Nel 2013 il duplice femminicidio a Pescina: Selmanaj è all’ergastolo per avere sparato a moglie e figlia Nello stesso anno un analogo episodio avvenuto nel parcheggio di un supermercato a Bazzano

AVEZZANO. Sei mesi fa, a Carsoli, si è consumato un altro giallo. Con vittima sempre una romena. Il 5 novembre 2017 Iuliana Catalin Bucataru, 38 anni, era finita all’ospedale San Salvatore dell’Aquila. Inizialmente si era ipotizzata una caduta dalle scale. Ma la verità emersa dopo mesi di indagini è stata un’altra. La donna, badante nella casa di un invalido, è stata uccisa, al culmina di una scena di gelosia: questa l’accusa che ha portato in carcere il presunto assassino, arrestato per omicidio volontario, Andrei Feru, 52 anni, connazionale della vittima, muratore di professione, da tempo residente a Carsoli. La collaborazione di numerosi testimoni e un racconto pieno di contraddizioni fornito da Feru hanno convinto il sostituto procuratore Maurizio Maria Cerrato a fare approfondimenti. Fino ad arrivare a un quadro dell’accaduto. Quel 5 novembre, una domenica, l’uomo e la badante si trovavano insieme. Hanno bevuto, molto (c’è anche lo scontrino sequestrato in un bar dove è stata acquistata una bottiglia di vino da un litro e mezzo), prima di fare ritorno a Colli di Monte Bove. Qui hanno avuto un incidente e hanno litigato, prima in strada e poi nella casa dove la donna lavorava. La svolta è arrivata dall’autopsia eseguita dal medico legale Cristian D’Ovidio. È stato accertato che la donna aveva fratture in due differenti punti del cranio, fratture delle costole al lato sinistro del torace, la milza rotta, denti caduti, la frattura dell’omero sinistro, nonché altre piccole lesioni in più parti del corpo. Elementi, secondo l’accusa, incompatibili con una caduta. «Un’aggressione violenta», ha concluso il medico legale. Al resto ci hanno pensato i carabinieri del Ris di Roma nel corso di un’ispezione nella casa.
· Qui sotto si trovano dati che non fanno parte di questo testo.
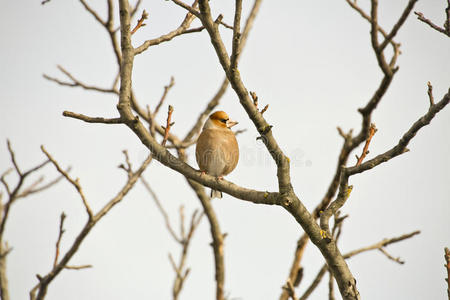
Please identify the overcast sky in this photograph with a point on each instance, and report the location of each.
(312, 62)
Per Feru è stato disposto il giudizio immediato, in Corte d’Assise all’Aquila, il 19 settembre prossimo.
Si è chiusa con la condanna all’ergastolo, invece, il dramma del duplice femminicidio di Pescina, avvenuto nell’ottobre 2013. Carcere a vita per Veli Selmanaj, 49 anni, kossovaro accusato di avere assassinato a colpi di pistola la figlia Senade, 21enne, e la moglie Fatima, di 45 anni. La Cassazione ha confermato la pena inflitta in Appello. Selmanaj, in base alla sentenza, sarà anche espulso dall'Italia qualora per qualche motivo dovesse avere uno sconto di pena e uscire dal carcere ancora in vita. Dovrà inoltre pagare una provvisionale di 50mila euro.
E sempre questioni di gelosia ci sono dietro a un altro omicidio che ha scosso la provincia, avvenuto in un parcheggio di un supermercato di Bazzano, all’Aquila, nel 2013, quando il 48enne albanese Burhan Kapplani uccise con una Beretta 7,65 l’ex moglie 35enne, Orjeta Boshti, dalla quale aveva avuto quattro figli, e il nuovo compagno di lei, il 37enne Huna Shpetim, anche loro albanesi. Anche Kapplani, così come Selmanaj, è stato condannato all’ergastolo con sentenza definitiva.